Logo Questions Linux Laravel Mysql Ubuntu Git Menu
 

How would you refactor a "switch on Type" to be polymorphic if you don't control the types involved?

I'm writing a microformats parser in C# and am looking for some refactoring advice. This is probably the first "real" project I've attempted in C# for some time (I program almost exclusively in VB6 at my day job), so I have the feeling this question may become the first in a series ;-)

Let me provide some background about what I have so far, so that my question will (hopefully) make sense.

Right now, I have a single class, MicroformatsParser, doing all the work. It has an overloaded constructor that lets you pass a System.Uri or a string containing a URI: upon construction, it downloads the HTML document at the given URI and loads it into an HtmlAgilityPack.HtmlDocument for easy manipulation by the class.

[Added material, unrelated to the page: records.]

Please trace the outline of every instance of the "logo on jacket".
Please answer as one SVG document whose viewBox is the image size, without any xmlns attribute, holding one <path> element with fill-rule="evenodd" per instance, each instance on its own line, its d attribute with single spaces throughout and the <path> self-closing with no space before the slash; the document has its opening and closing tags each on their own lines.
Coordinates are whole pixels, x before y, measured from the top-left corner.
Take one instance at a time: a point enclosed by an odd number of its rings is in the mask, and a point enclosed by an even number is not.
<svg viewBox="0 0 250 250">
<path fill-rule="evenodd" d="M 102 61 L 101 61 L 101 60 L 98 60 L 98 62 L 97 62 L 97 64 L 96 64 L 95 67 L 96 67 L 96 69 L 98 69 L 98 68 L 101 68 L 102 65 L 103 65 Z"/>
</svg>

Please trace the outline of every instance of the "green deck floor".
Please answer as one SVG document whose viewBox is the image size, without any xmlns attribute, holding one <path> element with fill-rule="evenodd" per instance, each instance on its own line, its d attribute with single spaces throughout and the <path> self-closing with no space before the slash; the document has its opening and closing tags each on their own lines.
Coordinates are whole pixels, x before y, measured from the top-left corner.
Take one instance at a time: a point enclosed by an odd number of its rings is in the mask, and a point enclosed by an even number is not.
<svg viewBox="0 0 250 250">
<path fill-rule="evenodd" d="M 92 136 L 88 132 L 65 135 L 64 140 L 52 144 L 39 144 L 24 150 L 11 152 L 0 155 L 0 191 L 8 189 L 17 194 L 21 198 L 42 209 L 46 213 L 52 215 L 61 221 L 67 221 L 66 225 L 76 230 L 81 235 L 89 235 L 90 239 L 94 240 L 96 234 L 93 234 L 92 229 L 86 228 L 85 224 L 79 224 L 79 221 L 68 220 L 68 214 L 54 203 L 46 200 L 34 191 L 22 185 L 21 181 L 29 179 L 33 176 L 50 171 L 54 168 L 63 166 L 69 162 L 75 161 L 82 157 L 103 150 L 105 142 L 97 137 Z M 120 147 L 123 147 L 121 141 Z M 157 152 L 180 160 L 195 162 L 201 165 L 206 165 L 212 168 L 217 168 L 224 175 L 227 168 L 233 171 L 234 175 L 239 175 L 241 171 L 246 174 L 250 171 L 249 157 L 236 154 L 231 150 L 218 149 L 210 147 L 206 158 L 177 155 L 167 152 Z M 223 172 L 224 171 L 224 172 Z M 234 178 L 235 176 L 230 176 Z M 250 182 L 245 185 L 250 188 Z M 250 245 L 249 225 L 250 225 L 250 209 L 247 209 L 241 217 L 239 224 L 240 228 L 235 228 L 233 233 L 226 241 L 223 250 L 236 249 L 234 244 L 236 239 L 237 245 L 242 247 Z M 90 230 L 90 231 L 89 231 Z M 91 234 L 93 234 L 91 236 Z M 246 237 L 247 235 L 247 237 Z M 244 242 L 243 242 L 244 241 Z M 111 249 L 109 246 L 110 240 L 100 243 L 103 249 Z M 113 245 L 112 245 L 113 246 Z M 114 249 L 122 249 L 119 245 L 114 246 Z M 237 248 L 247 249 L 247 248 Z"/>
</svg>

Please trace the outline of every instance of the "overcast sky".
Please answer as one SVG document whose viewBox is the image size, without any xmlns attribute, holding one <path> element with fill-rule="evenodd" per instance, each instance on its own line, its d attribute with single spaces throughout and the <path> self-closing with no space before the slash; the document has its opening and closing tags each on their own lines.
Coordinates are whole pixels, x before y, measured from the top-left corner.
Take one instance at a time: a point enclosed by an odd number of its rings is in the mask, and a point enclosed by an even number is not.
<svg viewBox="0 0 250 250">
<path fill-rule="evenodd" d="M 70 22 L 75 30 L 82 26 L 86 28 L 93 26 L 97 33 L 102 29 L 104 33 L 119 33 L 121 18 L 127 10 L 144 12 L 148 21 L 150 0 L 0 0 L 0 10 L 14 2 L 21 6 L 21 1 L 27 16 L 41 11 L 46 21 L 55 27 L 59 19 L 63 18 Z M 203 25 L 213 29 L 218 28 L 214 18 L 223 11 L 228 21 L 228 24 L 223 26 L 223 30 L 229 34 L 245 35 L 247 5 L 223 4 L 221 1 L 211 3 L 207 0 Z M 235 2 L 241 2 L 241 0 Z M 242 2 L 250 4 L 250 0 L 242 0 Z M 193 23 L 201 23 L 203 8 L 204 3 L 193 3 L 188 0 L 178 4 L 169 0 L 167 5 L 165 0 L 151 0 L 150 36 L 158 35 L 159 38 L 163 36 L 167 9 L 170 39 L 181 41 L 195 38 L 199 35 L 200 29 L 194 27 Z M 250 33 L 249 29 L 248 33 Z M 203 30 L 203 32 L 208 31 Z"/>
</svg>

The basic API works like this (or will, once I finish the code...):

MicroformatsParser mp = new MicroformatsParser("http://microformats.org");
List<HCard> hcards = mp.GetAll<HCard>();

foreach(HCard hcard in hcards) 
{
    Console.WriteLine("Full Name: {0}", hcard.FullName);

    foreach(string email in hcard.EmailAddresses)
        Console.WriteLine("E-Mail Address: {0}", email);
}

The use of generics here is intentional. I got my inspiration from the way that the the Microformats library in Firefox 3 works (and the Ruby mofo gem). The idea here is that the parser does the heavy lifting (finding the actual microformat content in the HTML), and the microformat classes themselves (HCard in the above example) basically provide the schema that tells the parser how to handle the data it finds.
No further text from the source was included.